Excuse me butting in, but my mare is dapple grey - see attached

Her mane is black and very sparse,
her tail is multicoloured but predominantly 'blond' with black and brown hairs.
- again her tail is adequate but sparse.

If one day I were to put her to stud - in order to preserve the dapple grey colour I have been told to put her to a black stallion? Do you agree?

As for her mane and tail I'd just like to see hair of any colour but more of it
especially around the crest.

Incidentally I'd go to Portugal to find a Lusitano stallion - the mare is Irish Draft/Connemara


----------



## NdAppy

Barry - there is no way to "preserve" the dapple grey color or to guarantee it when breed. Dapple is just one of the many, many stages that a grey horse can take.


----------



## Jacksmama

If you want a chocolate or silver dapple from a silver dapple stud that is not homozygous and you don't have a silver dapple mare, your best chance is to have a mare that is homozygous for black bred to him. It doesn't express on red. Even if the foal inheireted a red from the father, black is dominant so they'd still be black, or silver dapple if they got the modifier. 
Here is a great color calculator so you can see what chances you would have with what colors.
Color Calculator
You can still get it if the mare has agouti(bay), but it won't be your classic silver dapple, but a silver bay. The body color varies, but the one I ride and show is kind of a devils food cake color lol. She has chocolate points where a bay has black and a silver mane and tail. There is also some mottling with lighter shades of brown in the chocolate points. Here are some pictures. 
Bay Silver


----------



## xxBarry Godden

So my dreams of a lively dapple grey colt, with a lush flaxen mane and long swishing tail are set for disappointment?

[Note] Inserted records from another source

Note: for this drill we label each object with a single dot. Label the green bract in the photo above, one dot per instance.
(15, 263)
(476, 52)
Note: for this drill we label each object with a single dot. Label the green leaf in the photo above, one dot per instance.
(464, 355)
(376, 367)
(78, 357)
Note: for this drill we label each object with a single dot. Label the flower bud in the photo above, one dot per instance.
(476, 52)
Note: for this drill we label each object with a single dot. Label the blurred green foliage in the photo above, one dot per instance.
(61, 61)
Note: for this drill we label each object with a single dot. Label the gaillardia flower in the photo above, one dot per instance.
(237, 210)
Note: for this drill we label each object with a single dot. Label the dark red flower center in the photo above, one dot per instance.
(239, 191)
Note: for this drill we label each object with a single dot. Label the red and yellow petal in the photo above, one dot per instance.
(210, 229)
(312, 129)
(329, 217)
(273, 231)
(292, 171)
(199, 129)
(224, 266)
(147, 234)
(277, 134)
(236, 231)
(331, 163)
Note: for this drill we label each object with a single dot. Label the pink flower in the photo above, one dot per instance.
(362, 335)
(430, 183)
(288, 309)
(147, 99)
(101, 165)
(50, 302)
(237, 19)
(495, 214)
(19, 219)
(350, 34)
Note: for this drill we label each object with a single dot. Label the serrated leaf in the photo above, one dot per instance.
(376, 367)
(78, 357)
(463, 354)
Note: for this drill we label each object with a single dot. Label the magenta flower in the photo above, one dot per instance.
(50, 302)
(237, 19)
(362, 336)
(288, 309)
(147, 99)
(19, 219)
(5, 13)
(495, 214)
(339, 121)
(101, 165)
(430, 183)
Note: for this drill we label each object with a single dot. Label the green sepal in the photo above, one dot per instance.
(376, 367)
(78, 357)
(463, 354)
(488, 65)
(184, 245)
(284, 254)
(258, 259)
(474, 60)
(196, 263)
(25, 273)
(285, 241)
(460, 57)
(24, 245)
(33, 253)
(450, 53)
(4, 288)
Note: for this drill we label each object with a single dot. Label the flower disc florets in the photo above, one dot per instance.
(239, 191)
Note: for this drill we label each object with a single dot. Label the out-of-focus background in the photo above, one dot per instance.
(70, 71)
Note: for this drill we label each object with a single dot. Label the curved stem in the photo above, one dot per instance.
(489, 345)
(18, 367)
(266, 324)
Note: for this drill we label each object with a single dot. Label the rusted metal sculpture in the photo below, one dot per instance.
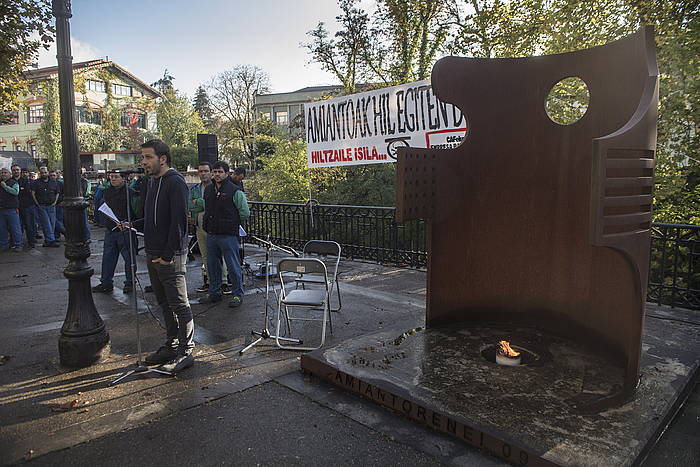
(537, 223)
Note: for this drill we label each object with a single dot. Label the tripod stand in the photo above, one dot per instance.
(265, 332)
(139, 368)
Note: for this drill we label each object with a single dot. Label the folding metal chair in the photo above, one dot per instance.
(323, 248)
(292, 299)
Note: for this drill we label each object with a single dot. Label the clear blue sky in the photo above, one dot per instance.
(195, 40)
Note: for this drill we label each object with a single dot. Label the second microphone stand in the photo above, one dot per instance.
(139, 367)
(265, 332)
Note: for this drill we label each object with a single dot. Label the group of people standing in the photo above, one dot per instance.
(217, 206)
(27, 203)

Worse, you say I might wind up with a standard white/grey or even worse a common bay?. Oh well, that's another illusion quashed..

I'd better rethink that idea of a riding holiday in Portugal.


----------



## franknbeans

Yes, Barry-sorry to say that as far as I know, dapple grey generally keep getting lighter with age.......I have always loved them too, then I realized they do not stay that way.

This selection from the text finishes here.